Japan’s Ryomei Tanaka (red) and Philippines’ Carlo Paalam fight during their men’s fly (48-52kg) semi-final boxing match during the Tokyo 2020 Olympic Games at the Kokugikan Arena in Tokyo on August 5, 2021. (Photo by Luis ROBAYO / AFP)

TOKYO—In, out. In, steal a punch, out. In, snap his head’s foe, out. In, out. Until Carlo Paalam was irreversibly in the final, the last of the gallant Philippine boxers still alive in the hunt for a gold.

The fleet-fisted flyweight outfoxed Japanese foe Ryomei Tanaka in their boxing semifinal on Thursday in the Tokyo Olympics, barging into the gold medal round at Kokugikan Arena here.

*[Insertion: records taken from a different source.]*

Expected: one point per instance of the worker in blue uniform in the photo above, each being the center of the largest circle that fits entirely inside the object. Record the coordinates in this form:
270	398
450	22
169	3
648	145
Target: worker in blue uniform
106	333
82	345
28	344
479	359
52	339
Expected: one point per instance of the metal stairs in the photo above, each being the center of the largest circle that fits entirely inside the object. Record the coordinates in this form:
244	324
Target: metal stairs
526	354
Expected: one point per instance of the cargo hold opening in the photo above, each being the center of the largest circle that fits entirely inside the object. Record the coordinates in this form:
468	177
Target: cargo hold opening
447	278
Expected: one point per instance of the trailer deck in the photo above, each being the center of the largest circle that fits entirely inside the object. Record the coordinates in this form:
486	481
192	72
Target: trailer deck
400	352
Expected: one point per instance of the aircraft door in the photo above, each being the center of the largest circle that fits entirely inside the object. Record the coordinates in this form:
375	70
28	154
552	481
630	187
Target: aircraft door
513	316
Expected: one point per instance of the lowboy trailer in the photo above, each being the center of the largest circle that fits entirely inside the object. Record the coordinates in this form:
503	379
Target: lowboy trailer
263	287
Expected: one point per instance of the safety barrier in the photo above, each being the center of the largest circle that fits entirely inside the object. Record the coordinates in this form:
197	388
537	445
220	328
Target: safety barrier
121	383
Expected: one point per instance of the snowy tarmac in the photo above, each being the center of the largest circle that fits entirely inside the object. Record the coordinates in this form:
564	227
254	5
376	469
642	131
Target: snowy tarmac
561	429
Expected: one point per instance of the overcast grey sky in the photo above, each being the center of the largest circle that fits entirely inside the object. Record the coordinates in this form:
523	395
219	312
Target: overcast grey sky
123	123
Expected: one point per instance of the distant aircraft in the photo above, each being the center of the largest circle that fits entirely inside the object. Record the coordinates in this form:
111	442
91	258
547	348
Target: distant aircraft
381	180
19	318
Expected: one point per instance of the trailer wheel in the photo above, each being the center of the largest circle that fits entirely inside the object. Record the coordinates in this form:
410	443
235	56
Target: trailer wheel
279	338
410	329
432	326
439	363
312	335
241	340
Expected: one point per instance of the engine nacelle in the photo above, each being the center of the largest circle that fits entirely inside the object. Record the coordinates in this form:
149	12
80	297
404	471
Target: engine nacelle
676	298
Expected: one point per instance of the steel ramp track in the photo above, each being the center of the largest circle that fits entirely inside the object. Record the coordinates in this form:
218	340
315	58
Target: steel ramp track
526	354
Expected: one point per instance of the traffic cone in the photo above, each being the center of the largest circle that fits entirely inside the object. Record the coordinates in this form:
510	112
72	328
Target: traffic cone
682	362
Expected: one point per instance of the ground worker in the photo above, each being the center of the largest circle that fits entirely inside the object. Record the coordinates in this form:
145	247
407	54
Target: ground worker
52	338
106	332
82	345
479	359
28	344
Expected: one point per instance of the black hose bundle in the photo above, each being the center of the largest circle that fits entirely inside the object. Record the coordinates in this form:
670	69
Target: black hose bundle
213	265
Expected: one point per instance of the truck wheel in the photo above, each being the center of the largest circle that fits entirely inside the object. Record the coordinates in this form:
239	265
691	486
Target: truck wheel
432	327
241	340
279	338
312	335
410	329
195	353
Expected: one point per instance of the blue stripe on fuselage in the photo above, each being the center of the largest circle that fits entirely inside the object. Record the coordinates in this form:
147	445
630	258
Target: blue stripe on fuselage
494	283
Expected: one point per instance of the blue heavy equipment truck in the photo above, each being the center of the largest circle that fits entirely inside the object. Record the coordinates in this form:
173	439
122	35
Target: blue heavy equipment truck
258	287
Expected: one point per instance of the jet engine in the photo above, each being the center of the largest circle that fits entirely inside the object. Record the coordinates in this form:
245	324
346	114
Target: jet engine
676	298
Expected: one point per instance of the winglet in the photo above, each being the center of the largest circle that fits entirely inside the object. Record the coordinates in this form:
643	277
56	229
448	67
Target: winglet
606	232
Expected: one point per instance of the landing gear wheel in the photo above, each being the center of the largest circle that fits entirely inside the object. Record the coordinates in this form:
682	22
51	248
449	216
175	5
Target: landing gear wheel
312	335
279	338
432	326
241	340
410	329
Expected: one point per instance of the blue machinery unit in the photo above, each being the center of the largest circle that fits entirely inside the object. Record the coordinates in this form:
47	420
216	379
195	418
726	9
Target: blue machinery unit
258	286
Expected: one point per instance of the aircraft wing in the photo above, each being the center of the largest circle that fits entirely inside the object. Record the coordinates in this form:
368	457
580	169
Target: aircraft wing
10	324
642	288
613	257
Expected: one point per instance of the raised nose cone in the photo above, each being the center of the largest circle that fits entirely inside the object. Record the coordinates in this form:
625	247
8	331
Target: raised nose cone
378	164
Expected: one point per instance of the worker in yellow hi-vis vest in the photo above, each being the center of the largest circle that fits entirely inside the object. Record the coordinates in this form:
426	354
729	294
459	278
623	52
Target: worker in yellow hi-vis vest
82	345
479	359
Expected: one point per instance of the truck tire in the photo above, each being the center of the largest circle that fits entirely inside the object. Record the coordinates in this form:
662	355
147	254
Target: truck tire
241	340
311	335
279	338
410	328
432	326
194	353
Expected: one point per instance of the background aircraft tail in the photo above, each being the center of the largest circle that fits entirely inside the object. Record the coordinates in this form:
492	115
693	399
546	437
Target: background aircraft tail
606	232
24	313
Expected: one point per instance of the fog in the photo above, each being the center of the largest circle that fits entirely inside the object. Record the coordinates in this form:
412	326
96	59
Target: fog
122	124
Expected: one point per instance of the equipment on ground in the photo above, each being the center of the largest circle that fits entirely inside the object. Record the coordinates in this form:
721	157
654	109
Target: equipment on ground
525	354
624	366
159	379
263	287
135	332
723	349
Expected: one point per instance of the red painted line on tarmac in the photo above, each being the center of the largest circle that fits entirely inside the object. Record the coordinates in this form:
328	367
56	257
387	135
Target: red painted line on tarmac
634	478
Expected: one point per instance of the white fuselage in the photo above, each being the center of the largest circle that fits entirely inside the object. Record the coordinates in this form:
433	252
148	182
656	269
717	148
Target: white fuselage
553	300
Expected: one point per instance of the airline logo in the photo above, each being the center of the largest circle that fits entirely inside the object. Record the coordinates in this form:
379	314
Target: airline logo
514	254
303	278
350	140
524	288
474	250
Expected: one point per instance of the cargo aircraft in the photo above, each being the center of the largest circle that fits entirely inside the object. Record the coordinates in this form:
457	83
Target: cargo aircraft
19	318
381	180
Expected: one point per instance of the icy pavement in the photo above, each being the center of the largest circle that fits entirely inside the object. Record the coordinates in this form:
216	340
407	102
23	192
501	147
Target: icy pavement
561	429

“Coach Don [Abnett] told me to just steal a punch every time and use my speed and smarts,” the 23-year-old Paalam told journalists in Filipino after the match. “That’s my game, using my smarts and moving a lot. Brains and faith in myself.”

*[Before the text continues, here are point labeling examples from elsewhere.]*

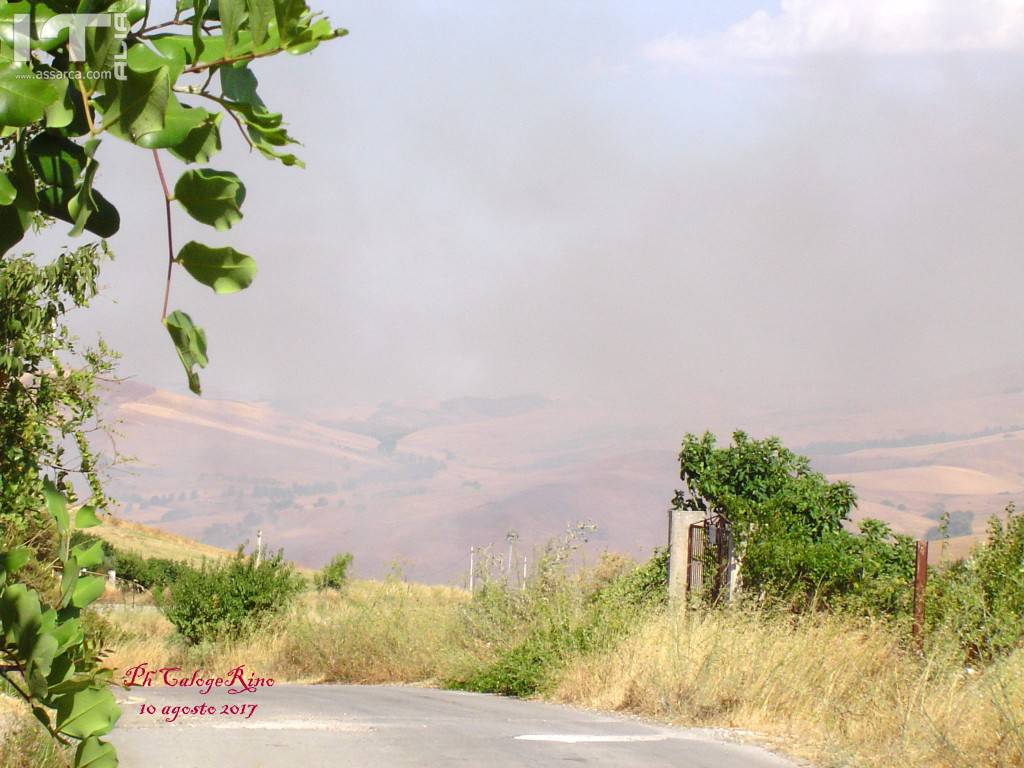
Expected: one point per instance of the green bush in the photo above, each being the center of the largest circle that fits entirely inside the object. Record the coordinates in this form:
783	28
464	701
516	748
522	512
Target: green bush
334	576
230	598
868	572
980	601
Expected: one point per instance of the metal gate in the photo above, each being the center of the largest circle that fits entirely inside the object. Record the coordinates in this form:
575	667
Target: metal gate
709	551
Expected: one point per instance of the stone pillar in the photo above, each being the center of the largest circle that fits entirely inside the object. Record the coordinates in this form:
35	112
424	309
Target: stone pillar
679	542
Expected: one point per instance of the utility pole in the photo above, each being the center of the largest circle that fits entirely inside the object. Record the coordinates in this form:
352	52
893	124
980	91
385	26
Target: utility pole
511	538
679	545
920	586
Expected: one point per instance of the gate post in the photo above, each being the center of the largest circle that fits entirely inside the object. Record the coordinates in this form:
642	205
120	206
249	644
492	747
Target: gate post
679	544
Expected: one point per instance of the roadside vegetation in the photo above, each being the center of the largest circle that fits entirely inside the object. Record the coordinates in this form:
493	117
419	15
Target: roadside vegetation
838	682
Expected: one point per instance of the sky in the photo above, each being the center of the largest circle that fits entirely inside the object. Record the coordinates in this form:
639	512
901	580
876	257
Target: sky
625	203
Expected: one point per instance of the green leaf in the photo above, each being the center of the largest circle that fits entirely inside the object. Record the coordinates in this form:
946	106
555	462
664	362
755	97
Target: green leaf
166	51
83	204
200	8
104	221
88	713
57	505
68	633
60	114
189	341
136	105
28	627
211	197
261	12
88	557
86	518
13	559
69	581
223	269
239	84
178	123
289	14
24	97
87	589
201	143
13	224
95	754
57	161
266	130
7	189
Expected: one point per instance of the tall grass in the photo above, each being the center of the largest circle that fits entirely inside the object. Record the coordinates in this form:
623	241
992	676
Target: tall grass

Brains plus faith plus a lot of hand and foot speed. Paalam used those as currency to book a spot in the gold medal bout on Saturday, where he will face Great Britain’s Galal Yafai, who advanced by beating Saken Bibossinov of Kazakhstan in their half of the semifinal bracket via a split decision later in the day.

“I’ll do my best [in the final],” he said.

Toying with foe

The dominant Paalam toyed with Tanaka all match long, delivering telling blows that rocked the Japanese and then whisking away from trouble, leaving the hometown bet swinging wildly at air for two rounds.

The only time Paalam was in trouble in that span was when one of those wild punches struck him at the back of his head hard enough that he had to clinch his opponent’s legs to steady himself.

“The ring, I know, was straight. But after the hit, it looked…” Paalam said, gesturing a steep incline and then laughing.

But that, and a desperate rally in the third round where the only bright spots for Tanaka, who was thoroughly dominated, even if he didn’t see it that way.

“I played the best match ever so I don’t regret anything,” Tanaka said through an interpreter. “I don’t feel I lost because the opponent was very good; I just lost to myself.”

It didn’t look that way at all.

Paalam seemed to be pulling the strings of the fight all afternoon, something made possible by a game plan that the Cagayan de Oro-born boxer executed to perfection.

“Carlo’s opponent was strong,” said coach Don Abnett. “The tactic was not to counterpunch him. If you counterpunch him, that would give him the opportunity to walk forward and show his strength. Carlo met him at the front and tried to anticipate what punch he was gonna throw and then beat him to the punch—rather than counterattack—and then move using one or two punches.”

Japanese down big

Tanaka came alive in the third round, but with him down, 20-18, in all five judges’ scorecards, he needed a big ending to the match. That made him pretty obvious—he was hunting the Filipino’s head—and made it easier for Paalam to defend against his combinations. Bobbing and weaving and ducking under huge hooks, Paalam crossed to the finish safely, leaving no doubt who the winner was.

Guaranteed the silver, Paalam said he won’t take anything for granted and will continue preparing hard for the fight that could give the country its second gold in the Summer Games, after going 97 years of Olympic participation without ever winning a single one.

“All of us here [in the Olympics] train the same,” Paalam said. “We have the same preparation and the only difference is heart and faith in God. That’s what I believe in.”